Moving Data From PostgreSQL To Snowflake

In this guide, we’ll look at moving data from PostgreSQL, one of the most popular OLTP database systems, to Snowflake, one of the most popular OLAP systems.

Moving Data From PostgreSQL To Snowflake

Table of contents

Let's Get Decoding

Data movement is the beating heart of modern data infrastructure. It facilitates seamless information flow across systems to power customer interactions, AI, analytics, and so much more. Powered by Flink and Debezium, Decodable handles both ETL and ELT workflows, eliminating the need for teams to compromise between data processing and movement. Beyond providing a core data infrastructure platform, Decodable addresses the challenge of data movement and stream processing pragmatically, reimagining it in a way that is unified, real-time, and cost efficient. By simplifying the most formidable data infrastructure challenge, Decodable enables teams to focus on their core strengths: innovation and delivering value.

One of the most common data movement use cases is replicating a database to a data warehouse for analysis, and in this guide we’ll look at moving data from PostgreSQL to Snowflake. PostgreSQL (or more simply Postgres) is one of the most popular online transaction processing (OLTP) database systems. OLTP workloads are optimized for database inserts and storage, with a wide variety of applications including banking, online shopping, and system logging. Similarly, Snowflake is among the most popular online analytical processing (OLAP) systems. OLAP systems are optimized for efficient querying and data analysis workloads, and are typically used as data lakes and data warehouses and drive applications businesses use to enhance their analytical decisions.

Postgres Overview

PostgreSQL is a powerful, open source object-relational database system that uses and extends the SQL language combined with many features that safely store and scale the most complicated data workloads.
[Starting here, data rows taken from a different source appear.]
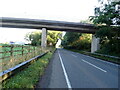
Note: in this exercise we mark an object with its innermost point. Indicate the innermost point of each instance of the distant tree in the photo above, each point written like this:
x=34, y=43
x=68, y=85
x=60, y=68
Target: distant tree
x=34, y=37
x=77, y=41
x=108, y=20
x=52, y=37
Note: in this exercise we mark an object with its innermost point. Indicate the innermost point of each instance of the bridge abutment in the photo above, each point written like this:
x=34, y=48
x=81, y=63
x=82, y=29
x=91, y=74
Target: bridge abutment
x=95, y=44
x=44, y=38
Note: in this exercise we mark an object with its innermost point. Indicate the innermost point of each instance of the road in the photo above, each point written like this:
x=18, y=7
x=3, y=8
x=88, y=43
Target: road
x=73, y=70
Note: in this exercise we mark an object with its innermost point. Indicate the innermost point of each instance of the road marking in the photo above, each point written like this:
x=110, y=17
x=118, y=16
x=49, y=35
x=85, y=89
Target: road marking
x=73, y=55
x=94, y=65
x=65, y=73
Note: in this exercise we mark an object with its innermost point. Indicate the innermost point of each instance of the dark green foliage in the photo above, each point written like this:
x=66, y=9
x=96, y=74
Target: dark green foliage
x=35, y=37
x=77, y=41
x=108, y=21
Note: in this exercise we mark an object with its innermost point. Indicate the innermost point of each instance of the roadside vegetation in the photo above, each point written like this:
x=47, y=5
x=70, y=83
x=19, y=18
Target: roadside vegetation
x=35, y=37
x=29, y=77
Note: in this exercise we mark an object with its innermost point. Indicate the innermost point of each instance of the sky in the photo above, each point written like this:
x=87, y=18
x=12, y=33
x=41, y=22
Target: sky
x=60, y=10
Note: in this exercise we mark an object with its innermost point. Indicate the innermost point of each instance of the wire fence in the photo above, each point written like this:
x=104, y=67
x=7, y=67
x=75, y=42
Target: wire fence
x=11, y=55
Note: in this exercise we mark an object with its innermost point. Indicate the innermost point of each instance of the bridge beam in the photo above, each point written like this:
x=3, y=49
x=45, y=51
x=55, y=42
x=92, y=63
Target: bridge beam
x=44, y=38
x=95, y=44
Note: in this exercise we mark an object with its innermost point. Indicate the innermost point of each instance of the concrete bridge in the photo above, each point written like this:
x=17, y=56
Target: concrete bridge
x=45, y=25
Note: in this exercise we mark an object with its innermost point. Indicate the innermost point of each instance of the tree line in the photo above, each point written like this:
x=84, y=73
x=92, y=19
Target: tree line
x=35, y=37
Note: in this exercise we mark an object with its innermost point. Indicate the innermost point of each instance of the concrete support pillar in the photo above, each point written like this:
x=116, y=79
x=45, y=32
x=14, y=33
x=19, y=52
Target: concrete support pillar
x=95, y=44
x=44, y=38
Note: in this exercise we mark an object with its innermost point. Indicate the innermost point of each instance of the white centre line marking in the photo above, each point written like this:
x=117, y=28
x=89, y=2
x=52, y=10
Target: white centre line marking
x=65, y=73
x=94, y=65
x=73, y=55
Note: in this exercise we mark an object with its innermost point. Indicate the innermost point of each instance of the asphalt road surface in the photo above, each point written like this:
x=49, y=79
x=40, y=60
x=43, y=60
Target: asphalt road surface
x=69, y=69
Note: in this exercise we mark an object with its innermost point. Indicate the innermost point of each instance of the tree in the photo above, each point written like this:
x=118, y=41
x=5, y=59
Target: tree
x=77, y=41
x=52, y=37
x=107, y=18
x=35, y=37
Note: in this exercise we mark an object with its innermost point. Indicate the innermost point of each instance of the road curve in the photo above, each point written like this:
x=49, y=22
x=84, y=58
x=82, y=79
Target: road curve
x=73, y=70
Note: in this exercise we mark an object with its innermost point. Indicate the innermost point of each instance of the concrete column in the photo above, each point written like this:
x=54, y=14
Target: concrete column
x=95, y=44
x=44, y=38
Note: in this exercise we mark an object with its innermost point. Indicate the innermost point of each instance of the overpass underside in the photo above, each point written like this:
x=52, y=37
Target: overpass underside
x=45, y=25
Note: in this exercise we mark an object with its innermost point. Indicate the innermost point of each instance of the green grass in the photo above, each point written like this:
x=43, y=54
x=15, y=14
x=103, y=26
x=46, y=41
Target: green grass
x=97, y=56
x=29, y=77
x=15, y=59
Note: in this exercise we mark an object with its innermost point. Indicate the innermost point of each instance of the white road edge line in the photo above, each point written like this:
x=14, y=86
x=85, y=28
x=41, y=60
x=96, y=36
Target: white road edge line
x=73, y=55
x=103, y=61
x=65, y=73
x=94, y=65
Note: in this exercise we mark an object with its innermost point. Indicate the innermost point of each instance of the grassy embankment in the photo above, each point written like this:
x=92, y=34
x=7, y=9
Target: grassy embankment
x=29, y=77
x=98, y=56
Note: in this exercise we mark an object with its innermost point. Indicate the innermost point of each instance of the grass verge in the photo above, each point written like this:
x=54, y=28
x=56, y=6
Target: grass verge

The origins of PostgreSQL date back to 1986 as part of the POSTGRES project at the University of California at Berkeley and has more than 30 years of active development on the core platform.

PostgreSQL has earned a strong reputation for its proven architecture, reliability, data integrity, robust feature set, extensibility, and the dedication of the open source community behind the software to consistently deliver performant and innovative solutions. PostgreSQL runs on all major operating systems, has been ACID-compliant since 2001, and has powerful add-ons such as the popular PostGIS geospatial database extender. These days, Postgres is available as a managed database in the cloud from all of the major cloud providers, as well as a number of independent companies. It is no surprise that PostgreSQL has become the open source relational database of choice for many people and organizations.

The traditional approach to syncing PostgreSQL with complementary data stores is batch-based, where pipelines extract data from PostgreSQL and send it to downstream data stores. Change data capture (CDC) is a modern alternative to inefficient bulk imports. CDC extracts change events (INSERTs, UPDATEs, and DELETEs) in real-time from data stores, such as PostgreSQL, and provides them to downstream systems which can be applied to a copy of the data, as we’ll show here.

Snowflake Overview

Snowflake is a fully managed software-as-a-service (SaaS) that provides a single platform for data warehousing, data lakes, data engineering, data science, data application development, and secure sharing and consumption of real-time / shared data. Snowflake features out-of-the-box features like separation of storage and compute, on-the-fly scalable compute, data sharing, data cloning, and third-party tools support in order to handle the demanding needs of growing enterprises.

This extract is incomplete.